Tarihin, savaş ve salgın hastalıklar konusundaki mitolojik öyküsünün Troya Savaşı olduğunu kaydeden Prof. Dr. Rüstem Aslan, şöyle konuştu:
“Bu konu Homeros sonrası antik dönemin pek çok ünlü şahsiyetleri tarafından da yeniden anlatıla gelmiştir. Herodot, tarih kitabında Girit Adası’nın Kralı Minos’un ölümünden sonraki üçüncü kuşakta Troya Savaşı’nın olduğunu, bu savaşta Giritlilerin Paris’le Troya’ya kaçan Helena’yı geri almak için büyük bir orduyla Troya’yı kuşatan savaşta Helena’nın kocası Menelaos’u savunmak için çok savaştıklarını dile getirir. Bunun cezası olarak da Troya Savaşı sonrasında Girit Adası’nda büyük bir salgının başladığını, önce hayvanların daha sonra da insanların büyük oranda öldüğünü ve adanın boşaldığını belirtir.
Homeros’un destanlarına göre tarihin en ünlü olayı olan Troya Savaşı’nın kaderinin de bir salgın hastalığa bağlı olduğunu görüyoruz. İlyada Destanı’nın başlarında on yıllık savaşın son günleri anlatılmaktadır. Akha ordularının komutanı Agamemnon, tanrı Apollon’un ruhban sınıfından Kyrses’in kızı Khryseis’i köle olarak alıkoyar. Kızını geri almak isteyen Kyrses, Agamemnon tarafından çok kaba bir şekilde kovulur. Bunun üzerine tanrı Apollon, Akha ordusu karargahına bir veba salgını bulaştırır. Ordu salgın hastalık yüzünden büyük kayıp verir. Troyalılar karşı saldırıda Akha ordusuna büyük kayıplar verdirir. Savaşı Troyalılar kazanmak üzeredirler.
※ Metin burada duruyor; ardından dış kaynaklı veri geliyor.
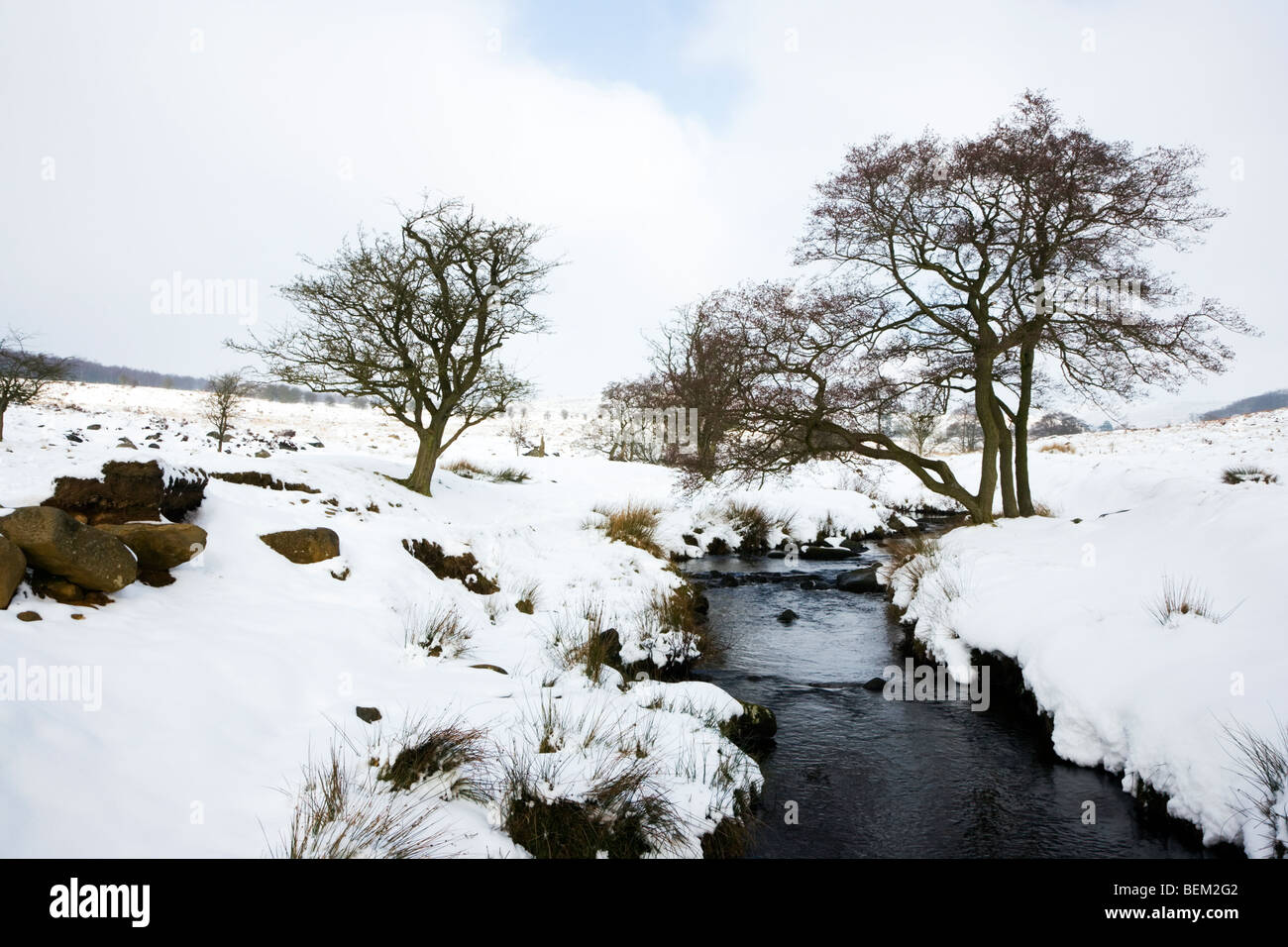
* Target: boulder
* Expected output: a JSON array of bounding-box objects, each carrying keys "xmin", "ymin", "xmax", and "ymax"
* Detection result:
[
  {"xmin": 0, "ymin": 536, "xmax": 27, "ymax": 611},
  {"xmin": 0, "ymin": 506, "xmax": 139, "ymax": 591},
  {"xmin": 836, "ymin": 566, "xmax": 881, "ymax": 591},
  {"xmin": 42, "ymin": 460, "xmax": 207, "ymax": 526},
  {"xmin": 261, "ymin": 526, "xmax": 340, "ymax": 566},
  {"xmin": 720, "ymin": 701, "xmax": 778, "ymax": 759},
  {"xmin": 98, "ymin": 523, "xmax": 206, "ymax": 570}
]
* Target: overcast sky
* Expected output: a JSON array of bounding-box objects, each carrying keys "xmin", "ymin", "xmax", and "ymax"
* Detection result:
[{"xmin": 0, "ymin": 0, "xmax": 1288, "ymax": 422}]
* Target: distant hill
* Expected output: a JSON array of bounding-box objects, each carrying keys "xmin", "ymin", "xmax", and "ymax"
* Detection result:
[
  {"xmin": 67, "ymin": 359, "xmax": 206, "ymax": 391},
  {"xmin": 1199, "ymin": 389, "xmax": 1288, "ymax": 421},
  {"xmin": 67, "ymin": 359, "xmax": 327, "ymax": 404}
]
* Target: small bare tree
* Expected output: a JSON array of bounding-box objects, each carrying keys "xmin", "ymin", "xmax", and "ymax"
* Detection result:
[
  {"xmin": 202, "ymin": 371, "xmax": 253, "ymax": 450},
  {"xmin": 0, "ymin": 329, "xmax": 69, "ymax": 441},
  {"xmin": 229, "ymin": 201, "xmax": 555, "ymax": 496}
]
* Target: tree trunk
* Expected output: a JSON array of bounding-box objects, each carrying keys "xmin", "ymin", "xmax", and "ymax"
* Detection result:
[
  {"xmin": 1015, "ymin": 343, "xmax": 1034, "ymax": 517},
  {"xmin": 404, "ymin": 425, "xmax": 443, "ymax": 496},
  {"xmin": 971, "ymin": 368, "xmax": 1001, "ymax": 523},
  {"xmin": 993, "ymin": 398, "xmax": 1020, "ymax": 517}
]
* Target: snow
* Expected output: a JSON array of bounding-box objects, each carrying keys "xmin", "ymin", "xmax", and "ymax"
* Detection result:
[
  {"xmin": 0, "ymin": 384, "xmax": 1288, "ymax": 857},
  {"xmin": 0, "ymin": 384, "xmax": 783, "ymax": 857},
  {"xmin": 890, "ymin": 411, "xmax": 1288, "ymax": 856}
]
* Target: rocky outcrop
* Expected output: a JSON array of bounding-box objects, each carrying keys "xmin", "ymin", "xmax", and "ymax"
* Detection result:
[
  {"xmin": 42, "ymin": 460, "xmax": 207, "ymax": 526},
  {"xmin": 261, "ymin": 526, "xmax": 340, "ymax": 566},
  {"xmin": 98, "ymin": 523, "xmax": 206, "ymax": 570},
  {"xmin": 97, "ymin": 523, "xmax": 206, "ymax": 586},
  {"xmin": 0, "ymin": 506, "xmax": 139, "ymax": 591},
  {"xmin": 0, "ymin": 536, "xmax": 27, "ymax": 611},
  {"xmin": 403, "ymin": 540, "xmax": 501, "ymax": 595}
]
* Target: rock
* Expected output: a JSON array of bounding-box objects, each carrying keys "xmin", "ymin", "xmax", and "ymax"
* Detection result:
[
  {"xmin": 261, "ymin": 526, "xmax": 340, "ymax": 566},
  {"xmin": 40, "ymin": 460, "xmax": 207, "ymax": 526},
  {"xmin": 403, "ymin": 540, "xmax": 501, "ymax": 595},
  {"xmin": 800, "ymin": 544, "xmax": 858, "ymax": 562},
  {"xmin": 0, "ymin": 506, "xmax": 139, "ymax": 591},
  {"xmin": 97, "ymin": 523, "xmax": 206, "ymax": 571},
  {"xmin": 720, "ymin": 701, "xmax": 778, "ymax": 759},
  {"xmin": 0, "ymin": 536, "xmax": 27, "ymax": 611},
  {"xmin": 836, "ymin": 566, "xmax": 881, "ymax": 591}
]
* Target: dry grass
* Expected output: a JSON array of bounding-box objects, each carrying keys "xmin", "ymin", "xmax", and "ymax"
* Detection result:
[
  {"xmin": 499, "ymin": 750, "xmax": 686, "ymax": 858},
  {"xmin": 273, "ymin": 745, "xmax": 445, "ymax": 858},
  {"xmin": 403, "ymin": 605, "xmax": 474, "ymax": 657},
  {"xmin": 1145, "ymin": 578, "xmax": 1234, "ymax": 627},
  {"xmin": 595, "ymin": 501, "xmax": 666, "ymax": 559},
  {"xmin": 443, "ymin": 459, "xmax": 532, "ymax": 483},
  {"xmin": 1221, "ymin": 467, "xmax": 1279, "ymax": 484},
  {"xmin": 1224, "ymin": 723, "xmax": 1288, "ymax": 858}
]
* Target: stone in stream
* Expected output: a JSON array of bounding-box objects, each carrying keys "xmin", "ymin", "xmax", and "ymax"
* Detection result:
[
  {"xmin": 800, "ymin": 545, "xmax": 858, "ymax": 562},
  {"xmin": 720, "ymin": 701, "xmax": 778, "ymax": 759},
  {"xmin": 836, "ymin": 566, "xmax": 881, "ymax": 591}
]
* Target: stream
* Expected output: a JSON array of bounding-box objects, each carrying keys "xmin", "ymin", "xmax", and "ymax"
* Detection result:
[{"xmin": 686, "ymin": 550, "xmax": 1211, "ymax": 858}]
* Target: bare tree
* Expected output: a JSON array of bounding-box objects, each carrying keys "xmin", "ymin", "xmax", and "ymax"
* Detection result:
[
  {"xmin": 944, "ymin": 404, "xmax": 983, "ymax": 454},
  {"xmin": 649, "ymin": 296, "xmax": 741, "ymax": 479},
  {"xmin": 0, "ymin": 329, "xmax": 71, "ymax": 441},
  {"xmin": 899, "ymin": 388, "xmax": 947, "ymax": 454},
  {"xmin": 229, "ymin": 201, "xmax": 555, "ymax": 494},
  {"xmin": 202, "ymin": 371, "xmax": 254, "ymax": 451}
]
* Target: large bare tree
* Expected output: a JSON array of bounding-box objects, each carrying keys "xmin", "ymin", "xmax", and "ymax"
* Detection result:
[
  {"xmin": 229, "ymin": 201, "xmax": 555, "ymax": 494},
  {"xmin": 0, "ymin": 329, "xmax": 69, "ymax": 441},
  {"xmin": 710, "ymin": 93, "xmax": 1248, "ymax": 522}
]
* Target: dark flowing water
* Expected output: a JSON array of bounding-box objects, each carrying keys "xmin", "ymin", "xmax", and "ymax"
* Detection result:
[{"xmin": 688, "ymin": 557, "xmax": 1206, "ymax": 858}]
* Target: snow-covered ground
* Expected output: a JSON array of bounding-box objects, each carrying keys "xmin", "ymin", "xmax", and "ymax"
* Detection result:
[
  {"xmin": 0, "ymin": 384, "xmax": 889, "ymax": 857},
  {"xmin": 888, "ymin": 411, "xmax": 1288, "ymax": 856},
  {"xmin": 0, "ymin": 384, "xmax": 1288, "ymax": 857}
]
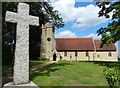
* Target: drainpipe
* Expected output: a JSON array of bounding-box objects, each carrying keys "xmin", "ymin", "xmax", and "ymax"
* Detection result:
[{"xmin": 92, "ymin": 35, "xmax": 96, "ymax": 61}]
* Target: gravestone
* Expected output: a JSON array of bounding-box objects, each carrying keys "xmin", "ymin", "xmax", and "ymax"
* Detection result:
[{"xmin": 5, "ymin": 3, "xmax": 39, "ymax": 85}]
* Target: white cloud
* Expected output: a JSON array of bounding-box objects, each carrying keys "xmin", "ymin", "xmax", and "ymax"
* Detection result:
[
  {"xmin": 55, "ymin": 30, "xmax": 77, "ymax": 38},
  {"xmin": 52, "ymin": 0, "xmax": 108, "ymax": 29},
  {"xmin": 84, "ymin": 33, "xmax": 101, "ymax": 39}
]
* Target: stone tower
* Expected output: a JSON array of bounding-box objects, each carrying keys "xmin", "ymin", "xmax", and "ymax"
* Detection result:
[{"xmin": 40, "ymin": 23, "xmax": 54, "ymax": 60}]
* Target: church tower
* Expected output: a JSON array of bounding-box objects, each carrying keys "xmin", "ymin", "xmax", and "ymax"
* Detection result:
[{"xmin": 40, "ymin": 23, "xmax": 54, "ymax": 59}]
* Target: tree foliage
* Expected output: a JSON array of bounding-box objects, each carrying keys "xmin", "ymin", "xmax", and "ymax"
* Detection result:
[
  {"xmin": 97, "ymin": 1, "xmax": 120, "ymax": 47},
  {"xmin": 2, "ymin": 2, "xmax": 64, "ymax": 65}
]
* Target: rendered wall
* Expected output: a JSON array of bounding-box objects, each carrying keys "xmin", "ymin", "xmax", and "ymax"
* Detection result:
[{"xmin": 58, "ymin": 51, "xmax": 118, "ymax": 61}]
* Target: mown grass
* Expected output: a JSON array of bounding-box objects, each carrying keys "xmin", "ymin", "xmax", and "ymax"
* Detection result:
[
  {"xmin": 2, "ymin": 60, "xmax": 48, "ymax": 76},
  {"xmin": 30, "ymin": 61, "xmax": 117, "ymax": 86}
]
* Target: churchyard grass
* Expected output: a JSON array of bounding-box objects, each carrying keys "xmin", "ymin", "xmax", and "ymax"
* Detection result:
[
  {"xmin": 2, "ymin": 60, "xmax": 48, "ymax": 76},
  {"xmin": 30, "ymin": 61, "xmax": 117, "ymax": 86}
]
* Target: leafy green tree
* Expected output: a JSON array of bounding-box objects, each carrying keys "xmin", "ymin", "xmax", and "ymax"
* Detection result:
[
  {"xmin": 97, "ymin": 1, "xmax": 120, "ymax": 47},
  {"xmin": 2, "ymin": 2, "xmax": 64, "ymax": 64}
]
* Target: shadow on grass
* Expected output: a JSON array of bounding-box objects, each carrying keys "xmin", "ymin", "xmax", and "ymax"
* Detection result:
[
  {"xmin": 30, "ymin": 63, "xmax": 72, "ymax": 80},
  {"xmin": 79, "ymin": 61, "xmax": 120, "ymax": 67},
  {"xmin": 94, "ymin": 61, "xmax": 120, "ymax": 68}
]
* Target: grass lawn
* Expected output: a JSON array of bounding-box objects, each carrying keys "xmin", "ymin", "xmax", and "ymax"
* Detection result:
[
  {"xmin": 30, "ymin": 61, "xmax": 117, "ymax": 86},
  {"xmin": 2, "ymin": 60, "xmax": 48, "ymax": 76}
]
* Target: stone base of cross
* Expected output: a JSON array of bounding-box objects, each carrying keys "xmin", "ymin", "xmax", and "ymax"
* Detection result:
[{"xmin": 5, "ymin": 3, "xmax": 39, "ymax": 85}]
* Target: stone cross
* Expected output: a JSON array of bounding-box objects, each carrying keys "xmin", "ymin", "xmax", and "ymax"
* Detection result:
[{"xmin": 5, "ymin": 3, "xmax": 39, "ymax": 85}]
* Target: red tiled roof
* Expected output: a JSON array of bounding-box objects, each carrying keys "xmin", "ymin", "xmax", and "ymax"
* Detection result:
[
  {"xmin": 94, "ymin": 40, "xmax": 116, "ymax": 50},
  {"xmin": 55, "ymin": 38, "xmax": 116, "ymax": 51},
  {"xmin": 55, "ymin": 38, "xmax": 94, "ymax": 50}
]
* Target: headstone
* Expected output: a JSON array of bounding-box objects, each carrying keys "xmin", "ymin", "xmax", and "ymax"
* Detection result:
[{"xmin": 5, "ymin": 3, "xmax": 39, "ymax": 85}]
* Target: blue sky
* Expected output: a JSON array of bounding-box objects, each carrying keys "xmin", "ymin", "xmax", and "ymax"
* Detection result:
[{"xmin": 52, "ymin": 0, "xmax": 118, "ymax": 56}]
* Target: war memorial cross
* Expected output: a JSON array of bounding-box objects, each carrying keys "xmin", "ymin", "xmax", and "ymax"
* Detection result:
[{"xmin": 5, "ymin": 3, "xmax": 39, "ymax": 85}]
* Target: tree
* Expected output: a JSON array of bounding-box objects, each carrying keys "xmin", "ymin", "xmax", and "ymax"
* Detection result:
[
  {"xmin": 97, "ymin": 1, "xmax": 120, "ymax": 47},
  {"xmin": 2, "ymin": 2, "xmax": 64, "ymax": 63}
]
Bunun üzerine bilici Kalkhas’ın önerisi üzerine Agamemnon, Khryseis’i babasına geri verir; ancak Akha ordusunun en güçlü askeri Akhilleus’un kölesi Briseis’i alır. Akhilleus bu duruma çok kızar ve öfkelenerek savaş alanından ayrılır. Bu Akha ordusu için ikinci büyük darbedir. Artık Akha ordusunun savaşı kaybetmesi an meselesidir. Bunun üzerine Akhilleus’un en yakın silah arkadaşı Patroklus’un Akhilleus’un silahlarını kuşanarak Hektor ile savaşmaya başlar. Akhilleus’a karşı savaştığını sanan Hektor, Patroklos’u öldürür.
Troyalılar savaşı kazandıklarını düşünmektedirler. Ancak can dostu Patroklos’un ölümünü duyan Akhilleus intikam için savaş alanına geri döner ve savaşın kaderi bir anda değişir. Homeros’un mitolojik destanları salgın hastalığının Troya Savaşı’na olan etkisini böyle dile getirir.”